At 09:26 PM 12/18/02, you wrote:
Sorry to come back to this so late, but I only recently
got around to working on it. I think the discussion left
the topic incomplete.

To restate the problem: A spring is held vertically by
the upper end, and released. What is the acceleration
of the highest infinitesimal part ?

Consider a spring of mass M, that stretches by dL,
modelled as N masses separated by N-1 springs
of spring constant k.

The uppermost mass, of size M/N supports the load
(N-1)Mg/N when held in equilibrium.

When released a = [(N-1)Mg/N] / (M/N) = (N-1)g,
so that a gets very large as N is increased.

However, if we consider the time response, we
get a finite impulse.

Calculate k (the i'the spring supports the load iM/N),
and the total stretch is dL, so k = (N-1) N M g / (2 dL).

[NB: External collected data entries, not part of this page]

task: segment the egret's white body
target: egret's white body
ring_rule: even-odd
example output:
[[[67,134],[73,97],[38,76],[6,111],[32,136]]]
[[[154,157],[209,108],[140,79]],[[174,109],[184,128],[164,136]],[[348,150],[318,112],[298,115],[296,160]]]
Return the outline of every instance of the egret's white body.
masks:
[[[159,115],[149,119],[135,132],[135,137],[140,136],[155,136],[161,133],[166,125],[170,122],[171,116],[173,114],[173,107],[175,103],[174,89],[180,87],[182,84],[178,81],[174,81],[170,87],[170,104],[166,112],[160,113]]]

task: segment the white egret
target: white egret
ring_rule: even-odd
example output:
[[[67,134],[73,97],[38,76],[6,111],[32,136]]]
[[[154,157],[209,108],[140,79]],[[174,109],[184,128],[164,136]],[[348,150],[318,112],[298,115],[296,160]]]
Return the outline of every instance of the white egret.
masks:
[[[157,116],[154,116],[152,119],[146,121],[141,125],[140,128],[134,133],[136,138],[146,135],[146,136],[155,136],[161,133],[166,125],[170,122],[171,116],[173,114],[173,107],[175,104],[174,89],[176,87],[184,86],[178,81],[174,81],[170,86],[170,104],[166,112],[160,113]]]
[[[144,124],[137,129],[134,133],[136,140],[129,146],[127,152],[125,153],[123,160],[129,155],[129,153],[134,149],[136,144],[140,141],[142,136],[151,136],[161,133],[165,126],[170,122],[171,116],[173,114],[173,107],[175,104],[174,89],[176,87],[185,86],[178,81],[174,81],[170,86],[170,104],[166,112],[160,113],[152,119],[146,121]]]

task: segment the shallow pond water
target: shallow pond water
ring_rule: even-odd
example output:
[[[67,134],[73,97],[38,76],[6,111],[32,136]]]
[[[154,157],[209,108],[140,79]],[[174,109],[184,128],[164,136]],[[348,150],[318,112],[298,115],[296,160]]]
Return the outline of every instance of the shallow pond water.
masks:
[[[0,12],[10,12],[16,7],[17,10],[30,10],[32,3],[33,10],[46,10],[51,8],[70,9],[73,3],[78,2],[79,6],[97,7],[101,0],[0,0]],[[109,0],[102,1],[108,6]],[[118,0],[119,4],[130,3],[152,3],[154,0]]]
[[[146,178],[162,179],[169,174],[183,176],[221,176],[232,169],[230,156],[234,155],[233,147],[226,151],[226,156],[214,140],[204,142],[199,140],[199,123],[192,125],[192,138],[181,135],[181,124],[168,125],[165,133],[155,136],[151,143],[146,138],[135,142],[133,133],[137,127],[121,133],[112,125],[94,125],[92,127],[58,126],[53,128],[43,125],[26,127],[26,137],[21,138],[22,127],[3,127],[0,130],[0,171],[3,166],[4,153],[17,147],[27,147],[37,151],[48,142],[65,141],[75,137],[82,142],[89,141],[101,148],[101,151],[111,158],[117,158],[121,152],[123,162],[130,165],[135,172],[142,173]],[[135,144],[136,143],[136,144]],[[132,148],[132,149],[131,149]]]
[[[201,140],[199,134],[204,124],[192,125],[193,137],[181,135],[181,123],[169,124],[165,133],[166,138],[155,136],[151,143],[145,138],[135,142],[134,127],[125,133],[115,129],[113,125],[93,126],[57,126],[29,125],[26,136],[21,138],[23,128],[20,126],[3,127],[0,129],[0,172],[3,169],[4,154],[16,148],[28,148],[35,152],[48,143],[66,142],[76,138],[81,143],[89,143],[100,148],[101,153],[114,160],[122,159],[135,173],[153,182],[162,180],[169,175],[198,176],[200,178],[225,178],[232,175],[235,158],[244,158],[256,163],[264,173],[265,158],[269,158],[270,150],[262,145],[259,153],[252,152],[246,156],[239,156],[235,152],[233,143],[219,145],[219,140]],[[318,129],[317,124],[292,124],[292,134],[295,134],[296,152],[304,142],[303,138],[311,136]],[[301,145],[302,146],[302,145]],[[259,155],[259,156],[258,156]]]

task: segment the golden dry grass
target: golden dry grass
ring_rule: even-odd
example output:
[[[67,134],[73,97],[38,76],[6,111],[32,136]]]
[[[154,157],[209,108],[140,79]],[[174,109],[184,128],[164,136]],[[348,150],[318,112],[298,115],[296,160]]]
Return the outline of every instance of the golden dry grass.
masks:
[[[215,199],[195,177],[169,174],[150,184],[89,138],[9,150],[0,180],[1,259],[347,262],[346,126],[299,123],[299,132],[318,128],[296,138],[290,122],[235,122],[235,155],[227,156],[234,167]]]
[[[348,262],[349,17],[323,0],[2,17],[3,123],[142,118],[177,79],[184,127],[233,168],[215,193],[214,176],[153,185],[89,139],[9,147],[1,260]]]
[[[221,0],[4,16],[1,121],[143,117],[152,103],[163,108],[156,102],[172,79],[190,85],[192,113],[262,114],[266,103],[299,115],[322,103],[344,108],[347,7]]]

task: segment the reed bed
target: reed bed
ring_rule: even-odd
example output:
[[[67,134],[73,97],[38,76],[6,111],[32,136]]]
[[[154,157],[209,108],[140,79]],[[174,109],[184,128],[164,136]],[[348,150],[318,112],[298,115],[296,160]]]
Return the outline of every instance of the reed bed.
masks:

Taking the period of SHM for the topmost mass as a
measure of the time response T = 2 pi sqrt( M/(Nk))
so T =2 pi sqrt( 2 dL/ ( N (N-1) g ) )

Taking delta V = a T ~ sqrt( (N-1)/N ),
which clearly goes to 1 as N is increased.

Moreover, the momentum transfer ~ (M/N) delta V ~ 1/N
which goes to 0 as N increases.

Two more comments:
1. The same model applies to a hanging bar of material.
2. Real materials or springs are not infinitely divisible
into uniform entities.

Al Bachman

Providing a clean-cut answer may not be quite PC, but it makes me feel good.
But let me muddy the water anyway:
The extended spring provides a mechanical wave transmission medium
which is mismatched at the ends, encouraging reflections.
So
3. An impulse traverses the spring, and is reflected at the ends, repeatedly.

(This point was touched on in the thread. Always nice to introduce easily
demonstrable transmission line effects, which often go unremarked.)

Brian Whatcott
Altus OK Eureka!